Going from one era to an alternative in the 1980s when I was asked to be the law firm’s Chief Operating Officer was challenging enough … and dysfunctional if seen from a 50,000 foot level. But, today, with four generations in an analogous workspace and literally competing for a similar jobs/clients, many conflicts and sparks emerge that wouldn’t in a different way. It’s a wonder that law firms continue to grow in such an atmosphere … obviously, such growth does provide “hiding” space to a degree for clash. See “Bad for the Brand” author, Jonathan Fitzgerald, for a prescient understanding.
“Collection policies” is a huge speed bump for lawyers. Insurance companies and law schools will urge strongly that a lawyer never sue for unpaid fees since the following day, the same lawyer will be sued for negligence. There are a a couple of ways to tackle this, adding doing good work, always reviewing your accounts receivable to make certain the client pays under the terms of his or her signed engagement contract and conducting a peer review of one’s own work before following through with a group grievance. Failure to pay is seldom on account of absence of funds; it is an emblem of dissatisfaction with the lawyer and the process of conversation or lack thereof … and this must be addressed right now. The second change is the reduction of California’s three day bar exam to two days.
Whether the criticism is that three days is more laborious than two days, which it is, or even if the more than $800,000 mark downs to the Bar is the motivation is not clear.

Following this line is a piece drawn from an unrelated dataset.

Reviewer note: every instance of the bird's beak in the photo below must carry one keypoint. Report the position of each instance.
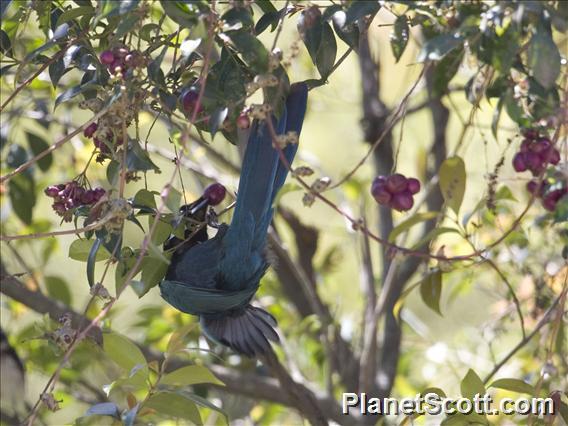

Somehow, it just does not seem that saving money is of major fear to the “powers that be. ” It is also clear that educating its contributors – attorneys – also is not an incredible fear. Over 70 percent of the yearly State Bar budget is directed toward the disciplinary system. Of the matters within that system, over 50 % relate to management issues. Educating legal professionals to be more useful in dealing with their enterprise and working with their consumers unrelated to theft of client trust funds would result in a major discount of bills to the Bar, and augment more useful service to clients and, oh possibly even a reduction of annual dues to attorneys.
There is skepticism among advertising body of workers, or even legal professionals, how useful such a requirement will be. It would seem, though, that any center around “advertising and marketing” even though not at once related to the current activity of the associate would sensitize the associate to “new enterprise” alternatives that cross the path of every expert always.